LNG has benefited from the impact of the Russian-Ukrainian conflict on natural gas supplies to Europe. Because of that conflict, the EU has decided to diversify its sources of natural gas away from Russia as much as possible now and in the long-term future. Due to LNG’s positioning as an exporter of liquefied natural gas (“LNG”), its future prospects for natural gas supply to the EU have never been brighter, making it a unique energy infrastructure company.


According to its Annual Report, EnLink Midstream, LLC

operates a differentiated midstream platform that is built for long-term sustainable value creation. Our integrated assets are strategically located in world-class production basins and major demand centers, including the Permian Basin, Louisiana Gulf Coast, Central Oklahoma and North Texas. Our primary business objective is to provide cash flow stability while growing prudently and profitably.”

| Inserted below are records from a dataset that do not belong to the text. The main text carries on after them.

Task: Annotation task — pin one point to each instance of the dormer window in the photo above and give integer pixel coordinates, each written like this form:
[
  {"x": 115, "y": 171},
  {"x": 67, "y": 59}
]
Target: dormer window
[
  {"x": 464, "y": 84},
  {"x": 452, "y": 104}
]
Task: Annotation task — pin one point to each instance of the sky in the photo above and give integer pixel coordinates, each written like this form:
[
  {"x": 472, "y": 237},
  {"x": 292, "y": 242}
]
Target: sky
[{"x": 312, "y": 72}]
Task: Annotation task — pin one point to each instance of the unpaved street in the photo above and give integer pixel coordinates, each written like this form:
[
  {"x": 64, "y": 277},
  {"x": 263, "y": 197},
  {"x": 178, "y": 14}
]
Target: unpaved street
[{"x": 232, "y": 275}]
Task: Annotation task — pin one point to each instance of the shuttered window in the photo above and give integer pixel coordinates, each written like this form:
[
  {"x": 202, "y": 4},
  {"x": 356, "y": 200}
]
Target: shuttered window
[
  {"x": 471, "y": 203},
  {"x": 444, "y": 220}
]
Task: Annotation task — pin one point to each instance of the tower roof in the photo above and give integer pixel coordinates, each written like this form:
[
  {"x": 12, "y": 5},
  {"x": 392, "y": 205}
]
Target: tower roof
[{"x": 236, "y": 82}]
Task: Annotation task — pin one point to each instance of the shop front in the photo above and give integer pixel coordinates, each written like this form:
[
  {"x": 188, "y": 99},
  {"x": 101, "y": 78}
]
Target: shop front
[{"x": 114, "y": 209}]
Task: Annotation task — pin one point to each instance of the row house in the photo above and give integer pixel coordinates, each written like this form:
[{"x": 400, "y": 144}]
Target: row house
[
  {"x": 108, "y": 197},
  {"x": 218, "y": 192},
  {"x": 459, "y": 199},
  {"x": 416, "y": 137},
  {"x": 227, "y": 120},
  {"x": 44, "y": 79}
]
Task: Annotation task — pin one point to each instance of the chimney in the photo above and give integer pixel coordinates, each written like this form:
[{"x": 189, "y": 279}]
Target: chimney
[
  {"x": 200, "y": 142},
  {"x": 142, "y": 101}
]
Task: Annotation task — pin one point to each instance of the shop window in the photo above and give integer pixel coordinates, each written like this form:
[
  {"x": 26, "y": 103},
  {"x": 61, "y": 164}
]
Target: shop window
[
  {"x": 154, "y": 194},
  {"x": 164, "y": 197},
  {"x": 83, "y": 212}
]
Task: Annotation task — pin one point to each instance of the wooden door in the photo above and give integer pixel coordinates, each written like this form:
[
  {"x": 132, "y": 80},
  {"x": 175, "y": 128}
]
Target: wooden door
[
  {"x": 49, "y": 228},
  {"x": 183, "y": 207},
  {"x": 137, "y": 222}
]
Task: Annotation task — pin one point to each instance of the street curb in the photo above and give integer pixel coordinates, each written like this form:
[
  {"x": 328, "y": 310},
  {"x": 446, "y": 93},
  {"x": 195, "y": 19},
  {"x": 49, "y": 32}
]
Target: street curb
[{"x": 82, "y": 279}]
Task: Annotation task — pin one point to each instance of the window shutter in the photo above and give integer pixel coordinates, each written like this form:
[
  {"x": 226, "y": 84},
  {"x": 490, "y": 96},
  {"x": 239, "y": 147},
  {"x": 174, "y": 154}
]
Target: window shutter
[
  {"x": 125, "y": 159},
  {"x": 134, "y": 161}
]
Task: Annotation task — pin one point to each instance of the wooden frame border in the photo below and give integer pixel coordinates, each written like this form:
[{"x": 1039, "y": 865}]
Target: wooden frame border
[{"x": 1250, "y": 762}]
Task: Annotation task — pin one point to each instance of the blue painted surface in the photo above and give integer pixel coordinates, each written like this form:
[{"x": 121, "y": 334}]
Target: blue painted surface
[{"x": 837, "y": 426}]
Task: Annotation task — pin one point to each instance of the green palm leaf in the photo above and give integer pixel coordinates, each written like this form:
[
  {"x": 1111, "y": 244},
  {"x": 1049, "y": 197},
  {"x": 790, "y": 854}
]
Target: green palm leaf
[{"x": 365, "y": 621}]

EnLink is primarily a gas-focused business. They have benefited from increased producer activity in their three producing basins. They also benefited from the impacts of the Russian-Ukrainian war because they are well positioned to capitalize on additional demand for LNG from US natural gas production.

annual report



SRV has far underperformed the broad stock market over the long term. In recent years, the Fund’s biggest gains have been mainly limited to three stocks that are well positioned. The Fund balance has performed well below expectations. As a result, it makes more sense for me to hold the top three performing stocks, MAP, LNG and EnLink in a DIY portfolio (“DIY”) than to hold SRV and pay an expense ratio to do so.